Connected Individuation - Applin, S.A. and Fischer, M.D. (2011)
Connected Individuation (Applin and Fischer) in communities refers to behavior that connects a person socially while simultaneously isolating them from their local spatial community. We are not proposing a dualist model with increasingly divergent "realities." The connectivity could be with members of the local community who merely aren't immediately present. What we are trying to describe here is the phenomenon of people who are frequently and empirically connected to others...who just happen to not be in their immediate vicinity. This, together with assorted problems ranging from traffic and navigation on the streets and sidewalks, creates the individuation that is observed. We consider Connected Individualism to be a subset of "Networked Individualism," in that we share the notion of detached connectivity.

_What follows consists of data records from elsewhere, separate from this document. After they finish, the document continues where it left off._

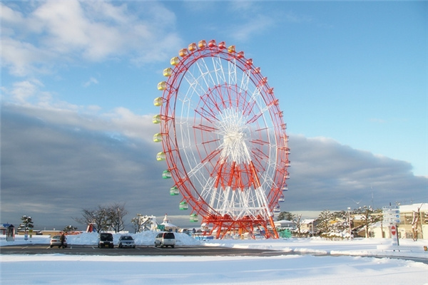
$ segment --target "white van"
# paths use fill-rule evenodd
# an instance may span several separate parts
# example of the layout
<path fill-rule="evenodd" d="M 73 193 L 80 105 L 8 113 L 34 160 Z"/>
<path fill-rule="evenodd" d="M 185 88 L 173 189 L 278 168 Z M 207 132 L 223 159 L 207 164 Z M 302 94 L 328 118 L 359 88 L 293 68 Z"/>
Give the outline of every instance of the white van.
<path fill-rule="evenodd" d="M 171 247 L 173 249 L 175 246 L 175 236 L 173 232 L 160 232 L 155 239 L 155 247 Z"/>

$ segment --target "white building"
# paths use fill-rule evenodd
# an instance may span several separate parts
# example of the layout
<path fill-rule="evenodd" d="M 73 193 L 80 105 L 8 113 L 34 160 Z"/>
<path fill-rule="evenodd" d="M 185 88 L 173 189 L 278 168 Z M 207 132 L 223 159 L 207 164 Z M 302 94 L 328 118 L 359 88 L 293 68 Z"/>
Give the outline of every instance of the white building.
<path fill-rule="evenodd" d="M 399 205 L 399 223 L 397 225 L 400 239 L 413 239 L 417 229 L 417 239 L 428 239 L 428 203 Z M 417 224 L 416 221 L 417 220 Z M 369 227 L 372 237 L 391 238 L 390 224 L 378 222 Z"/>

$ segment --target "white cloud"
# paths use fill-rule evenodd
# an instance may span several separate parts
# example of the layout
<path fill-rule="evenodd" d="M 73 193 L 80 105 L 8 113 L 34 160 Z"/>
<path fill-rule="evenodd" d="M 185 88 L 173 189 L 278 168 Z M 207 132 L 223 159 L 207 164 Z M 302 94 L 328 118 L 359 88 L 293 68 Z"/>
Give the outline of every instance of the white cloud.
<path fill-rule="evenodd" d="M 56 215 L 64 224 L 82 208 L 112 201 L 126 202 L 131 215 L 183 214 L 177 206 L 181 197 L 170 197 L 171 182 L 160 178 L 166 165 L 156 160 L 160 146 L 152 136 L 158 125 L 151 116 L 126 108 L 95 116 L 11 105 L 2 106 L 1 115 L 1 202 L 19 206 L 7 213 L 1 207 L 2 217 L 20 217 L 27 197 L 34 211 L 46 204 L 52 212 L 70 213 Z M 406 162 L 325 138 L 291 135 L 290 147 L 291 177 L 283 211 L 346 209 L 354 206 L 352 200 L 372 205 L 372 194 L 376 207 L 410 199 L 426 202 L 428 180 L 414 176 Z M 53 198 L 58 190 L 63 194 Z M 38 222 L 53 222 L 51 213 L 43 219 Z"/>
<path fill-rule="evenodd" d="M 172 11 L 161 4 L 36 2 L 29 13 L 2 4 L 2 65 L 24 76 L 72 61 L 123 57 L 139 64 L 165 60 L 181 46 Z M 139 6 L 140 7 L 140 6 Z M 26 7 L 27 11 L 29 7 Z M 131 56 L 130 56 L 131 55 Z"/>
<path fill-rule="evenodd" d="M 92 84 L 98 84 L 98 81 L 96 78 L 91 77 L 89 80 L 83 83 L 83 87 L 89 87 Z"/>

Rainie & Wellman  propose a "Networked Individualism" that arises from the introduction of networked social relations that weaken local social relations, while the individual has the opportunity to create alternative weak or strong social relationships online as they choose, and suggest that to a point, people will choose weaker relationships rather than stronger to gain more freedom. Our work suggests that Connected Individuation arises from weaker relationships, local or networked, that are a consequence of the formation through mobile networks of numerous, partially overlapping, social interactions, regardless of the individuals desires.
Refs: 1. Ritzer, G.; Jurgenson, N. Production, Consumption, Prosumption: The nature of capitalism in the age of the digital 'prosumer.' Journal of Consumer Culture 2010, 10(1), 13-36.